My new reality… I know now that my joy should have no regard for my circumstances. I'm ashamed by my lack of faith, but at the very same moment I am excited by my new pursuit. I'm forced to redefine the meaning of having much or having little. I'm uneasy with the prospect of change and of letting go, but just the thought of freedom is liberating. I want what I have learned to trickle down from my head into my heart - I no longer want to need the "next thing" to have joy.

I'm not saying that Africa does not need our efforts. It absolutely does need our partnership. But for me, I've come to understand that I need Africa more than Africa needs me. Why? Because it is Africa that has taught me that possessions in my hands will never be as valuable as peace in my heart. I've learned that I don't need what I have and that I have what I need. These are just a few of this continent's many lessons. I came here to serve and yet I've found that I have so much to learn, and Africa, with all its need, has much to teach me.

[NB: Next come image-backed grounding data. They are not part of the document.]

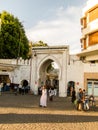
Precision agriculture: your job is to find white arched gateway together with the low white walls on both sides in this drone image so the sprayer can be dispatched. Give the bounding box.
[0,46,83,97]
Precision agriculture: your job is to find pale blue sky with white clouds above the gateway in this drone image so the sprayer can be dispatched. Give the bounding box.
[0,0,87,54]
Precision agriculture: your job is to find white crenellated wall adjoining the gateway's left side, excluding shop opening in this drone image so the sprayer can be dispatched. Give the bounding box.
[0,59,30,84]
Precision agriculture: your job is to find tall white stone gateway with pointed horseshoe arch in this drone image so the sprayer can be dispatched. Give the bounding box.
[30,46,69,97]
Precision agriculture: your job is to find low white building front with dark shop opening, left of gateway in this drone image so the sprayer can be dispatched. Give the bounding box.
[0,58,31,88]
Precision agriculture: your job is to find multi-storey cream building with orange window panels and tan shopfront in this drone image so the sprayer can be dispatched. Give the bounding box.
[78,0,98,96]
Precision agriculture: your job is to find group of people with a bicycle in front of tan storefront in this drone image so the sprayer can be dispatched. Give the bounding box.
[71,88,95,110]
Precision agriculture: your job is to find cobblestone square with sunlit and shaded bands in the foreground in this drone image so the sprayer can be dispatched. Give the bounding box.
[0,94,98,130]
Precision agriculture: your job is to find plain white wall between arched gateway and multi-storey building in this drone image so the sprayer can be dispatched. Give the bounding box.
[67,55,84,91]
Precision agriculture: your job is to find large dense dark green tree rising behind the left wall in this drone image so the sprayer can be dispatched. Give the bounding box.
[0,11,29,59]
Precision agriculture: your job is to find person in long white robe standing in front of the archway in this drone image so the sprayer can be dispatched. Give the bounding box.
[40,86,47,107]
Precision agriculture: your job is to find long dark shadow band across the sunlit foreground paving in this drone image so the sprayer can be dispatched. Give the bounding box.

Many in the west think Africa is simply an object of charity. This mindset does not breed true compassion. And there's something about truth… when it becomes clear, it hits you in a way that is hard to ignore. The same is true with people. If we invest in knowing someone, love is the automatic response. We can't all make a trip across the ocean, but we can seek to have a conversation that recasts the images that force pity over partnership. Why do you need Africa more than Africa needs you?